Montag, 13. Januar 2025

12 von 12 im januar 2025

ein sonntag. ein arbeitstag. gestern hat bereits der erste tag des filzbaukastenmoduls "was ist filz?" in meiner werkstatt stattgefunden, heute geht es weiter.
 

deshalb stehen wir relativ früh aus, aber immerhin ist es schon hell, der tag verspricht wieder sonnig zu werden, dabei ist es knackig kalt, ich werde vom schönen wetter nicht viel haben, nur dass ich nicht durch schnee und regen in die werkstatt fahren muss.

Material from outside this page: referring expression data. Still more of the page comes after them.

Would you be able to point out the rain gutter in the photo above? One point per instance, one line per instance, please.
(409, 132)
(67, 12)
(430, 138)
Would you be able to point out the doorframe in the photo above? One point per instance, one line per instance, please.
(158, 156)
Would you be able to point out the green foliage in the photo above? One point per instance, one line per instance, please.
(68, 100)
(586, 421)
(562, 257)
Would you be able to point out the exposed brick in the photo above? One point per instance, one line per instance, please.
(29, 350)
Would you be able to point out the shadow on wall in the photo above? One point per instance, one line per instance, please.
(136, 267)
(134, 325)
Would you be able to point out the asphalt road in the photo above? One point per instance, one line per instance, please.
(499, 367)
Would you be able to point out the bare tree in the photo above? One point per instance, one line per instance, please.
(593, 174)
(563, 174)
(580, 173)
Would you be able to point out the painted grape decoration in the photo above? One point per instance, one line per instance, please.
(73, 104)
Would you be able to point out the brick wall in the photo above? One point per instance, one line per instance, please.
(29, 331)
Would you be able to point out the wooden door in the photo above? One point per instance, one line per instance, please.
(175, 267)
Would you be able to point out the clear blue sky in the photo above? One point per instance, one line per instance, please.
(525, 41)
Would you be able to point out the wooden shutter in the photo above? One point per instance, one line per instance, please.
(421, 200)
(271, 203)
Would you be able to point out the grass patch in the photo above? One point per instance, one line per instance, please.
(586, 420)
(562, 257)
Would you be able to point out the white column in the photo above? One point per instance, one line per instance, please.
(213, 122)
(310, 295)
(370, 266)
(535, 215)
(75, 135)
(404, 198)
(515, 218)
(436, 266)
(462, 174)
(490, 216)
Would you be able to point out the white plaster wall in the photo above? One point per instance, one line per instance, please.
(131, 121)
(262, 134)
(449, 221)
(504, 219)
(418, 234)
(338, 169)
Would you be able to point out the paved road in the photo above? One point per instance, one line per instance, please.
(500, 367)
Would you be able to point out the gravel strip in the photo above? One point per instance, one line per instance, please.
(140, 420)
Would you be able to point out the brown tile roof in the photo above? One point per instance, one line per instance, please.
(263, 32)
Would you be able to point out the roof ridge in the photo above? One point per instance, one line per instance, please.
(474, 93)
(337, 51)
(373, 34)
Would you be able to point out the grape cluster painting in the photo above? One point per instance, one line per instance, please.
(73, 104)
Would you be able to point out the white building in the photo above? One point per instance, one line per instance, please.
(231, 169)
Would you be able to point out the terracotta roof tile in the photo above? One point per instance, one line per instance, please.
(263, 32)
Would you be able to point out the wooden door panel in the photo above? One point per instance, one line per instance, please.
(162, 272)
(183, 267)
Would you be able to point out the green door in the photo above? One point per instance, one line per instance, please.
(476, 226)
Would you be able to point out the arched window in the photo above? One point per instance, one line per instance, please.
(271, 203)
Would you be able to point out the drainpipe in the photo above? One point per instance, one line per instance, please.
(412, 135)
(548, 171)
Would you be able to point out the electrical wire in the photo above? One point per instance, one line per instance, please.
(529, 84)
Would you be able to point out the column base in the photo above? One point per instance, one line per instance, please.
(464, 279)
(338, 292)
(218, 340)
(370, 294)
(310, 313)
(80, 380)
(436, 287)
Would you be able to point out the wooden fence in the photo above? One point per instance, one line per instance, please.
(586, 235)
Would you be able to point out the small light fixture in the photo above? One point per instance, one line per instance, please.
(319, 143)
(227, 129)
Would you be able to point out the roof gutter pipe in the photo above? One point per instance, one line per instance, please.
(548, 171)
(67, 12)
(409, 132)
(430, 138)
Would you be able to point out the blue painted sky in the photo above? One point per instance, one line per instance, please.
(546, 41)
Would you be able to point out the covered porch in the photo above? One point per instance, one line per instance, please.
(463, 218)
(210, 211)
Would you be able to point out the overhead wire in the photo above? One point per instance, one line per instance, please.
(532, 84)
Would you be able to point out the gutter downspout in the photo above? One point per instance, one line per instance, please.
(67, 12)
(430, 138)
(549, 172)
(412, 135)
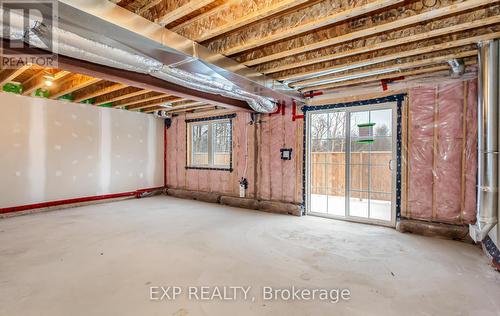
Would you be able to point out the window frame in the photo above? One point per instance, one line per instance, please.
(210, 121)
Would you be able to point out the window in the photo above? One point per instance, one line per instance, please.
(209, 143)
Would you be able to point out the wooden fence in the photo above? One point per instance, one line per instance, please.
(328, 174)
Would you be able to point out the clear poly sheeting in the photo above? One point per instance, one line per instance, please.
(442, 152)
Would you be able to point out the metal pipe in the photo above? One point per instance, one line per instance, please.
(488, 102)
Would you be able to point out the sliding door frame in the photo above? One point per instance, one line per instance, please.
(392, 102)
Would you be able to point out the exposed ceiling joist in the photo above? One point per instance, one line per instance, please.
(182, 11)
(319, 83)
(204, 15)
(140, 99)
(404, 22)
(404, 73)
(387, 44)
(148, 104)
(101, 91)
(72, 84)
(10, 74)
(194, 109)
(236, 15)
(147, 6)
(123, 94)
(38, 80)
(381, 59)
(181, 106)
(335, 17)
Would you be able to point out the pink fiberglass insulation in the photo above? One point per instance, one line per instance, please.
(469, 213)
(448, 161)
(276, 178)
(420, 152)
(438, 154)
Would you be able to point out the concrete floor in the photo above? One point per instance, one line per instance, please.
(103, 259)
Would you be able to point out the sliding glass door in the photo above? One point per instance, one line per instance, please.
(351, 163)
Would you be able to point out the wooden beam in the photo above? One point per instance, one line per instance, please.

wir frühstücken gemütlich, kai war gestern auf dem markt und hat brötchen und wurst mitgebracht, käsemässig sind wir immer noch dabei, die vorräte von den festtagen aufzubrauchen.

und dann geht es auch schon los - die beiden schon ein wenig erfahrenen filzschülerinnen dürfen vorfilze machen.

sieht schon ziemlich gut aus.

natürlich gibt es auch zwischendurch wieder ein paar brocken theorie - die stapelt sich dann am rand um vielleicht während der mittagspause noch mal angeschaut zu werden. 

über mittag fahre ich immer kurz nach hause - ich habe bereits von der werkstatt aus einen milchkaffee bestellt und kai hat mir vom markt eine schneckennudel mitgebracht. lecker!

ausserdem ist es hell genug, um meine amaryllis zu fotografieren. zum ersten mal habe ich es geschafft, einer zwiebel vom vorjahr den ansatz einer blüte zu entlocken. den topf hatte ich lange im garten vergessen, dann spät noch hereingeholt und in den dunklen keller geräumt, dann vor weihnacht eingepflanzt und dunkel gestellt und voila! gar nicht so schwer.

was mir kai auch noch mitgebracht hat: die bei mano erworbene kunstschachtel "kopfsprung" - ich freue mich und überlege schwer, wo ich sie am besten zeigen kann.

dann muss ich aber auch ganz schnell wieder zurück in die werkstatt - letzte runde, wir filzen wie die turkmeninnen. der nachmittag taucht alles in ein spannendes licht.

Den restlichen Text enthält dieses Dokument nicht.